Tibial dyschondroplasia (TD) is characterized by expansion of the proximal growth plates of the tibiotarsus that fail to form bone, lack blood vessels, and contain non-viable cells. Thiram (a carbamate pesticide), when fed to young broiler chicks, induces TD with high regularity and precision. We used this experimental model to understand the cause of the defects associated with TD by selecting and identifying the genes differentially expressed in the TD growth plate of broiler chickens.
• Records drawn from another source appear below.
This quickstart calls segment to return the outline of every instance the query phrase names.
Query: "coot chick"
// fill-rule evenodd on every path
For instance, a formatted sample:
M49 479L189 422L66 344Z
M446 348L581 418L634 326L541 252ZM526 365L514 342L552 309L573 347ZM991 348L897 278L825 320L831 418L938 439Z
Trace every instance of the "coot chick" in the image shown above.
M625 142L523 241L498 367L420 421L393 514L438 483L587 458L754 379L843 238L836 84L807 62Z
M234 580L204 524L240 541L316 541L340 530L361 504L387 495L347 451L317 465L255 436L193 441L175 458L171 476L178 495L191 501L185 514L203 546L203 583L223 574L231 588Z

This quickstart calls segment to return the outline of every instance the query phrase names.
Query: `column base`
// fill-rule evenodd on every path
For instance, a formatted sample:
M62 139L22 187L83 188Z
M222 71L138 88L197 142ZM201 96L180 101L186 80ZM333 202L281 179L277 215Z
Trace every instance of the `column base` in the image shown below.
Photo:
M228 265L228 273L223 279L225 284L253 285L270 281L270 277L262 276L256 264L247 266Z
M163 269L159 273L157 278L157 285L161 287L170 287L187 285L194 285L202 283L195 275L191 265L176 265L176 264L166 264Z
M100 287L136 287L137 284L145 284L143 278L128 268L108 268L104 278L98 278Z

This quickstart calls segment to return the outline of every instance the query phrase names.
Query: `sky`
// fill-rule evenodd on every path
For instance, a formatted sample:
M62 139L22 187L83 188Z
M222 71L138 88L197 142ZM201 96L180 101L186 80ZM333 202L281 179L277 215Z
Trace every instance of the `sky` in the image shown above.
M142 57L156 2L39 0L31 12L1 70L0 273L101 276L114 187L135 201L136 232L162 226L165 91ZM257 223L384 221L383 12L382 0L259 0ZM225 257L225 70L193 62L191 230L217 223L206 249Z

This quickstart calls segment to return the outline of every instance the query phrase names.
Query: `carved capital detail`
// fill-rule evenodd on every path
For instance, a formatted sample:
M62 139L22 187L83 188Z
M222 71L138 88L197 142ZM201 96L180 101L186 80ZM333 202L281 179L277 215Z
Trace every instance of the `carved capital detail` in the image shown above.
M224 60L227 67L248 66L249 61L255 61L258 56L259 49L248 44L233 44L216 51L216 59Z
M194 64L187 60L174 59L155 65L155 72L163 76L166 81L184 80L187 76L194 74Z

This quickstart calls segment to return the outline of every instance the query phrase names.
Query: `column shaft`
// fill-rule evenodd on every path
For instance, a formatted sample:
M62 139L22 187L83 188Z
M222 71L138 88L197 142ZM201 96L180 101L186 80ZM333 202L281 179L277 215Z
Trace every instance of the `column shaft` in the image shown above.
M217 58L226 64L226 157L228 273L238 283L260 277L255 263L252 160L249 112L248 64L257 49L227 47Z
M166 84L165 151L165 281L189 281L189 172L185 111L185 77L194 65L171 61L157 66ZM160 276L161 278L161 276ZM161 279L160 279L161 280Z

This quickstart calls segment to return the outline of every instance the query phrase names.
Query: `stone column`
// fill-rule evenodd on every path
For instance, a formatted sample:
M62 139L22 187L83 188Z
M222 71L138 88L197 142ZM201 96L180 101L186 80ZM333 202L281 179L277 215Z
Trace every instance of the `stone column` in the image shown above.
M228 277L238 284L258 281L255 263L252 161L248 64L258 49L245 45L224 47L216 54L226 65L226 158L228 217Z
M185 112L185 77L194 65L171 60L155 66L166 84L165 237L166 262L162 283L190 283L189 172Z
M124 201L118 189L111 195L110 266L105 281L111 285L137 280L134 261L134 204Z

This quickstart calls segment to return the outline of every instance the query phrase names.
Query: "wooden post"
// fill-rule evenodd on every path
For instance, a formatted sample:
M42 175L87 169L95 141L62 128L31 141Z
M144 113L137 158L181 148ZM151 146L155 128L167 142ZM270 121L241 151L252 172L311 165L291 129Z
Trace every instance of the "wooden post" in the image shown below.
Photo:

Broiler chicks at 7 days of age were randomly divided into two groups. After fasting overnight, they were fed with regular diet (control) or the same diet containing 100 mg/kg thiram for 96 h to induce TD (thiram-fed). mRNA was purified from the growth plates of control and thiram-fed broilers. Forward and reverse-subtracted cDNA libraries were generated by suppression subtractive hybridization technology. Ten selected genes from cDNA libraries were identified by real-time quantitative polymerase chain reaction. All were differentially expressed in TD growth plates (P<0.05 or P<0.01). The levels of collagen type X (Col X), pro-alpha-1 collagen type I (Col I α1), collagen type IX (Col IX), NADH dehydrogenase (NADH DH), cytochrome C oxidase subunit III (COX III), enolase 1, alpha (ENO1), carbonic anhydrase II (CA2) and heat shock protein 90 (Hsp90) mRNA transcripts were up-regulated, while the expression levels of Matrilin 3 (MATN3) and chondromodulin-I (ChM-I) were down-regulated. Col I and Hsp90 were detected by immunohistochemistry at different stages. Given that these genes are involved in matrix formation, endochondral ossification, developmental regulation, electron transport in the mitochondrial respiratory chain and vascularization, our findings may provide new insights into understanding the pathogenesis of TD.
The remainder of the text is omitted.